A central goal of this special issue is to foster a shared language and a set of concepts that enable strategy researchers to build cumulatively on one another’s work, accelerating progress in this nascent area. Large language models (LLMs), in particular, represent a highly malleable technology, one that requires deliberate exploration to unlock its full value in strategic contexts. Whereas they may harbor the potential to facilitate or accelerate high-quality strategic decisions, we lack clear methods for extracting that value effectively. Open questions abound: What strategic tasks can LLMs effectively perform? How can we measure success and progress? How can AI prompting and human–AI workflows be engineered to elicit robust strategic insights? What combinations of human oversight and AI collaboration yield the best outcomes? By sharing early experiments and empirical findings on these system design choices, the contributions in this special issue help the field advance, transforming speculative possibilities into tangible steps toward practical tools and approaches for strategy formulation and evaluation.

This essay charts a course through these ideas to advance our collective understanding. Section 2 introduces a dual-ladder framework for analyzing AI in strategy: a causal ladder that classifies the cognitive sophistication of strategic tasks and a delegation ladder that describes the conditions under which organizations grant AI autonomy over those tasks. Section 3 reviews the contributions to this special issue, organizing them by their focus on current capabilities (can), future potential (could), and normative governance (should), identifying key research streams for the field. Finally, Section 4 considers how the field can propel itself forward, advocating a pivot toward more engineering-inspired methods that allow strategy scholars to have greater influence and voice to shape the intelligent machines that will both aid and perform the essential tasks of strategizing. Together, these sections invite scholars, practitioners, and educators to join in building a robust agenda for strategy in an AI-infused era.

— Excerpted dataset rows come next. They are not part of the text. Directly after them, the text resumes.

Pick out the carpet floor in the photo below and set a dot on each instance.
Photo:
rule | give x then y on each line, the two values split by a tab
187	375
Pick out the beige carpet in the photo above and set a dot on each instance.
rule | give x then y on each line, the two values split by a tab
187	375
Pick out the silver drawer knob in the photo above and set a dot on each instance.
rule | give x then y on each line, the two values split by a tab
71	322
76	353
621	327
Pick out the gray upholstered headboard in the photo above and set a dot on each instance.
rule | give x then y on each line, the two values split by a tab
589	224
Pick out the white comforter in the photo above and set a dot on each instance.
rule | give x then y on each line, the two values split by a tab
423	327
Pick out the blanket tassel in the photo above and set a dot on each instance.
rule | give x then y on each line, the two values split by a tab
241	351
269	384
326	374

2. A Hierarchy of Strategy Tasks and Strategic Delegation

Strategy is not AI’s first domain of application. Strategy’s relative lateness likely reflects the complexity of strategy as a task, as strategy making involves both complex problem framing and complex problem solving. In domains such as autonomous driving, in which engineers and scientists have for decades infused intelligence into vehicles, the industry finds value in categorizing and benchmarking progress using a framework that maps levels of driving functionality and charts AI-enabled autonomy at each level, beginning with blind spot and lane departure warnings at the lowest level, moving to lane centering and cruise control at the midlevel, and culminating with fully autonomous driving in all driving conditions.

With this framework, the field can contemplate nuanced answers to simple questions such as, can AI drive cars? Or can AI assist with driving cars? The predictable answer is that it depends. It depends on the level of driving functionality. It depends on when the question is asked as technology to assist at any given level is rapidly changing. It depends on who is asking and their level of comfort with delegating functionality to AI.

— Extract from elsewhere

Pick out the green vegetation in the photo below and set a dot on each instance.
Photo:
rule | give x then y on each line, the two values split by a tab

We propose an analogous but more explicit two-part framework for strategic decision making. As with autonomous driving, answers to questions of whether AI can do strategy depend on task demands, the state of available AI technology, and the willingness of humans to delegate decision rights to AI. But, unlike the SAE schema, which bundles capability and autonomy into a single ladder, we separate these dimensions.

We, therefore, begin by outlining a hierarchy of cognitive and analytical tasks involved in strategic decision making. The causal ladder, developed in Section 2.1, characterizes strategizing as a progression through increasingly sophisticated forms of causal cognition and a premise that AI will diffuse more deeply into strategy as it develops a greater capacity to reason causally. We then examine AI’s current contributions at each level as well as the role of humans. We then turn to developing a distinct ladder of strategic delegation that characterizes how and when organizations grant discretion to AI. The delegation ladder, developed in Section 2.2, starts from the premise that what matters for organizational delegation to AI is verifiable performance relative to a measure and not necessarily reasoning capacity.

The causal ladder takes strategy’s cognitive architecture seriously and asks what kinds of reasoning strategic tasks demand. The delegation ladder takes a performance-first view and asks when organizations will trust AI with strategic discretion regardless of how the AI arrives at its outputs. Whether these premises converge (AI expands its performance of strategy as it develops its capacity to causally reason) or diverge (AI expands its performance of strategy through means other than causal reasoning) is an empirical question that the field must answer. We maintain both ladders precisely because we do not yet know which premise is correct, and the research agenda benefits from taking each seriously.

2.1. Strategy as Nested Levels of Causal Cognition

Before dividing strategy making into a hierarchy of tasks, strategy needs a definition. Despite differences, most definitions of strategy share a common focus: strategy is a purposive process through which decision makers select actions designed to bring about a desired future, varyingly defined as the achievement of a goal (Chandler 1962), the occupation of a valuable position (Porter 1986, 1990), or the resolution of a problem (Rumelt 2011). As humans practice and theorize about it, strategic decision making is, therefore, a causal enterprise, one that presupposes beliefs—often tacit beliefs—about how particular initiatives, investments, or policies generate desired outcomes. Even when such beliefs are incomplete or uncertain, they provide the basis for comparing alternative courses of action and making choices that subsequently guide all others (Van den Steen 2018).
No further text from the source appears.